Earnings Alerts

Tele2 AB (TEL2B) Earnings: Q1 EBITDA Misses Estimates Despite Strong Baltic Growth

  • Tele2’s EBITDA for Q1 was SEK 2.84 billion, slightly below the estimated SEK 2.94 billion.
  • The company’s Adjusted EBITDA after leases was SEK 2.71 billion, surpassing the forecast of SEK 2.64 billion.
  • Tele2 recorded Adjusted EBITDA of SEK 3.13 billion, exceeding the SEK 3.01 billion estimate.
  • Net sales were SEK 7.15 billion, falling short of the expected SEK 7.28 billion.
  • Strong performance in the Baltic region and improved cost discipline contributed to a 6% year-over-year increase in Underlying EBITDAaL.
  • The organization is undergoing a cultural shift towards greater cost-consciousness, scrutinizing purchases and reviewing its 350 largest contracts.
  • Analysts’ recommendations include 11 buys, 12 holds, and 3 sells.

A look at Tele2 AB Smart Scores

FactorScoreMagnitude
Value2
Dividend5
Growth3
Resilience3
Momentum5
OVERALL SMART SCORE3.6

Smart Score is a compound score for the Company indicating its overall outlook.

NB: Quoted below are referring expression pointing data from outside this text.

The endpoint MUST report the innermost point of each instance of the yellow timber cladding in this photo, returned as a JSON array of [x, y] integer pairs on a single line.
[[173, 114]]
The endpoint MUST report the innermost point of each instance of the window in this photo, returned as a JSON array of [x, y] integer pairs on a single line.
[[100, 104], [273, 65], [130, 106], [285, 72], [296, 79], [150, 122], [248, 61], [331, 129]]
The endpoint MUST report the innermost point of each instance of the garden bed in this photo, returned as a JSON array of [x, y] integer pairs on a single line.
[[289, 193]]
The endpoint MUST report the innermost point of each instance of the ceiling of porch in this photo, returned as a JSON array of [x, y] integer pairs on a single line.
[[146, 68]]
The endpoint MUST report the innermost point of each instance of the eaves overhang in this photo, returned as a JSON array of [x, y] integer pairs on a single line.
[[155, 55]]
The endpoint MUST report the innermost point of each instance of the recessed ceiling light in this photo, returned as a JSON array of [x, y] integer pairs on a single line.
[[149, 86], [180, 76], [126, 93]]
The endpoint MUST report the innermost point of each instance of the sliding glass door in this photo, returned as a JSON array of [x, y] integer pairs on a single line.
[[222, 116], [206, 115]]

It is derived by taking an equally weighted average of underlying Factor scores computed by Smartkarma

Analysts using the Smartkarma Smart Scores system have evaluated Tele2 AB, a telecommunications company with operations across Europe and EuroAsia. The scores indicate a mixed outlook for the company’s long-term performance. Tele2 AB received a strong score of 5 for its dividend, suggesting a robust dividend policy that may be attractive to income-oriented investors. Momentum also received a high score of 5, indicating positive market trends that could drive the company’s stock performance.

However, Tele2 AB scored lower in other areas essential for long-term growth. With a value score of 2, the company may not be considered significantly undervalued by the market. In terms of growth and resilience, Tele2 AB received scores of 3, reflecting moderate prospects in these areas. Investors looking at Tele2 AB should consider these Smart Scores as part of a comprehensive analysis before making any investment decisions.


Disclaimer: This article by Smartkarma is general in nature and based on historical data and analyst forecasts only using an unbiased methodology and our articles are not intended to be financial advice. It does not constitute a recommendation to buy or sell any stock, and does not take account of your objectives, or your financial situation. Note that our articles may not factor in the latest price-sensitive company announcements or qualitative material.
While all reasonable care has been taken in the preparation, Smartkarma makes no assurance about the accuracy of any generated data or content. All content is indicative only and should be independently checked for accuracy and confirmed before use. Smartkarma accepts no responsibility for any loss or damage caused as a result of any inaccuracy or error within the Lab online tools or generated data.